Leaked documents reveal Amazon’s private-brands team in India 'secretly exploited internal data' and rigged search results

Leaked documents reveal Amazon’s private-brands team in India 'secretly exploited internal data' and rigged search results
Defense Secretary Ash Carter, center, tours Amazon's headquarters in Seattle, March 3, 2016. DoD photo by Navy Petty Officer 1st Class Tim D. Godbee

U.S. Sen. Elizabeth Warren on Wednesday renewed her call to break up Amazon after internal documents obtained by Reuters revealed that the e-commerce giant engaged in anti-competitive behavior in India that it has long denied, including in testimonies from company leaders to Congress.

"These documents show what we feared about Amazon's monopoly power—that the company is willing and able to rig its platform to benefit its bottom line while stiffing small businesses and entrepreneurs," tweeted Warren (D-Mass.) "This is one of the many reasons we need to break it up."

Warren is a vocal advocate of breaking up tech giants including but not limited to Amazon. The company faces investigations regarding alleged anti-competitive behavior in the United States as well as Europe and India. The investigative report may ramp up such probes.

Aditya Karla and Steve Stecklow report that "thousands of pages of internal Amazon documents examined by Reuters—including emails, strategy papers, and business plans—show the company ran a systematic campaign of creating knockoffs and manipulating search results to boost its own product lines in India, one of the company's largest growth markets."

"The documents reveal how Amazon's private-brands team in India secretly exploited internal data from Amazon.in to copy products sold by other companies, and then offered them on its platform," according to the reporters. "The employees also stoked sales of Amazon private-brand products by rigging Amazon's search results."

As Reuters notes:

In sworn testimony before the U.S. Congress in 2020, Amazon founder Jeff Bezos explained that the e-commerce giant prohibits its employees from using the data on individual sellers to help its private-label business.
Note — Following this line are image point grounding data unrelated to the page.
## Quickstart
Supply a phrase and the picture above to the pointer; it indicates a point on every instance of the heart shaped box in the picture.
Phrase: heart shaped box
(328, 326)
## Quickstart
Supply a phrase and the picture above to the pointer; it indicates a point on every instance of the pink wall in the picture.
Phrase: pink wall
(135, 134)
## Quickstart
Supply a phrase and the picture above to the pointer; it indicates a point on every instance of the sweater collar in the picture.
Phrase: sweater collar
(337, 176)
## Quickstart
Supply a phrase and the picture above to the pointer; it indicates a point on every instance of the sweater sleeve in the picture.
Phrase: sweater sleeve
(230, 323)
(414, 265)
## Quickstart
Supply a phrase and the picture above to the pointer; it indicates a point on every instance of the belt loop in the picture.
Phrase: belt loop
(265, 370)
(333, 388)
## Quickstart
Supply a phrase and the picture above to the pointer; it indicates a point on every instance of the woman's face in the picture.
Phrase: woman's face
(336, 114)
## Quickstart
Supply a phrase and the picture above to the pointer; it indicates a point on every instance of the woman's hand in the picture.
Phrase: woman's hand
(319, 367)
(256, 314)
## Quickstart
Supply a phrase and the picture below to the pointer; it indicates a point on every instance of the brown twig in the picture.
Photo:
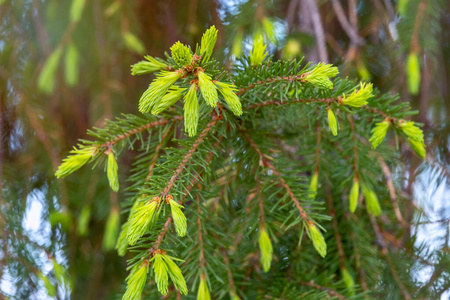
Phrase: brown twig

And, in 2019, another Amazon executive testified that the company does not use such data to create its own private-label products or alter its search results to favor them.

But the internal documents seen by Reuters show for the first time that, at least in India, manipulating
search results to favor Amazon's own products, as well as copying other sellers' goods, were part of a formal, clandestine strategy at Amazon—and that high-level executives were told about it. The documents show that two executives reviewed the India strategy—senior vice presidents Diego Piacentini, who has since left the company, and Russell Grandinetti, who currently runs Amazon's international consumer business.
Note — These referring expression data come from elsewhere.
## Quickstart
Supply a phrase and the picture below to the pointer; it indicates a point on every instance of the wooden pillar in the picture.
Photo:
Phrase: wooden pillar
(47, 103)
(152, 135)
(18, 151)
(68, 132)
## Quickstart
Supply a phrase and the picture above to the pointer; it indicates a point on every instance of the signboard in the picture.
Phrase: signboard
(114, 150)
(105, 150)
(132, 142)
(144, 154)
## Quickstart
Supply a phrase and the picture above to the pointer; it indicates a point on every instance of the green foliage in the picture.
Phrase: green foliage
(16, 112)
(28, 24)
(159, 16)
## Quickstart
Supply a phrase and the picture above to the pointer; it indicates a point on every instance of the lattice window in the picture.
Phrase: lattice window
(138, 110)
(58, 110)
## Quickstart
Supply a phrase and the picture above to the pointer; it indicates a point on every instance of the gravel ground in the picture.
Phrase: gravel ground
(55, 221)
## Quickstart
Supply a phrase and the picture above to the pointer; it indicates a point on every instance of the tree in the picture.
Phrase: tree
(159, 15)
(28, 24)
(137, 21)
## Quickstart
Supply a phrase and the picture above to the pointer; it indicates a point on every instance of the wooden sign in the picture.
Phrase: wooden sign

While neither Piacentini nor Grandinetti responded to Reuters' requests for comment, Amazon provided a written response that did not address the reporters' questions.
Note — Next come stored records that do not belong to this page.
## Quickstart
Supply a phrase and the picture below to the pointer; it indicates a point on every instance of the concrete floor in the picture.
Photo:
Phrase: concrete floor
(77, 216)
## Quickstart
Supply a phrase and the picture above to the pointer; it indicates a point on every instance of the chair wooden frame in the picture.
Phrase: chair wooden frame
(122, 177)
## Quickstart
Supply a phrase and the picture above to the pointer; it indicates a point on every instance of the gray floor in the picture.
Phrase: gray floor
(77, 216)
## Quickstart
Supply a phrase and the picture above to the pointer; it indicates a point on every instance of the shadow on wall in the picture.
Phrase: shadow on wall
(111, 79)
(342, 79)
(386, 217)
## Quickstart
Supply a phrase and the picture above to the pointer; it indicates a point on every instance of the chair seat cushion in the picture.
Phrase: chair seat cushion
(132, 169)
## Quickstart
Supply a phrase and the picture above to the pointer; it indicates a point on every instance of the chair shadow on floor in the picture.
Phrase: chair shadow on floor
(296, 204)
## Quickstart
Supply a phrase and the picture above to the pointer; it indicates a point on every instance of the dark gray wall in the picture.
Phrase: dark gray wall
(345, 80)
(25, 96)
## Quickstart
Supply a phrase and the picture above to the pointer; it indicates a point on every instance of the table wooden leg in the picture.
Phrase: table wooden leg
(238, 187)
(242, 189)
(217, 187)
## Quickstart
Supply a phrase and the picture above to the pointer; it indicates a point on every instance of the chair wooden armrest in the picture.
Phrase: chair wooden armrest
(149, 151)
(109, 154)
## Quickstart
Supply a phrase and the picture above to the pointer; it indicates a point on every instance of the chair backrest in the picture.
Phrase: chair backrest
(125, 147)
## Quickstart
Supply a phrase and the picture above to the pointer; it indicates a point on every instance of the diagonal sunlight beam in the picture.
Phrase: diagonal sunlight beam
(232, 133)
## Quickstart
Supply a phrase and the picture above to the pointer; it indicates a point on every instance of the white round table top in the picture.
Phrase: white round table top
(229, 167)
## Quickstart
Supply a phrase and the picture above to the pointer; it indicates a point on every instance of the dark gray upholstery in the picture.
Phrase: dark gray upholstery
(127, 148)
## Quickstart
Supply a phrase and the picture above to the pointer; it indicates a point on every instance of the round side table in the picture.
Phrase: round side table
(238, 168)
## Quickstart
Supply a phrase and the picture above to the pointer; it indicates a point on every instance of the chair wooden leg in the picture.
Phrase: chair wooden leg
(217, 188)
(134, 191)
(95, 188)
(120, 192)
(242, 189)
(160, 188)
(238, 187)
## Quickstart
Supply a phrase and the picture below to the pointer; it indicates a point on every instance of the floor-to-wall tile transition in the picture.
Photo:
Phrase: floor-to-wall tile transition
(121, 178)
"As Reuters hasn't shared the documents or their provenance with us, we are unable to confirm the veracity or otherwise of the information and claims as stated," Amazon said. "We believe these claims are factually incorrect and unsubstantiated."

"We display search results based on relevance to the customer's search query, irrespective of whether such products have private brands offered by sellers or not," the company said, adding that it "strictly prohibits the use or sharing of nonpublic, seller-specific data for the benefit of any seller, including sellers of private brands."

Warren was not alone in calling for the breakup of Amazon following the report.

"This is not shocking. But it is appalling," the American Economic Liberties Project said in a series of tweets. "Independent businesses have sounded the alarm for years—providing evidence that Amazon stole their intellectual property."

"We said back in 2020 that a perjury referral was in order—and it still is," the group added, highlighting testimony from Bezos and Nate Sutton, Amazon's associate general counsel. "But Amazon will remain an anti-business behemoth, flagrantly breaking the law and daring policymakers to stop them."

Highlighting a report from a trio of its experts, Economic Liberties added that "it's time to break Amazon up."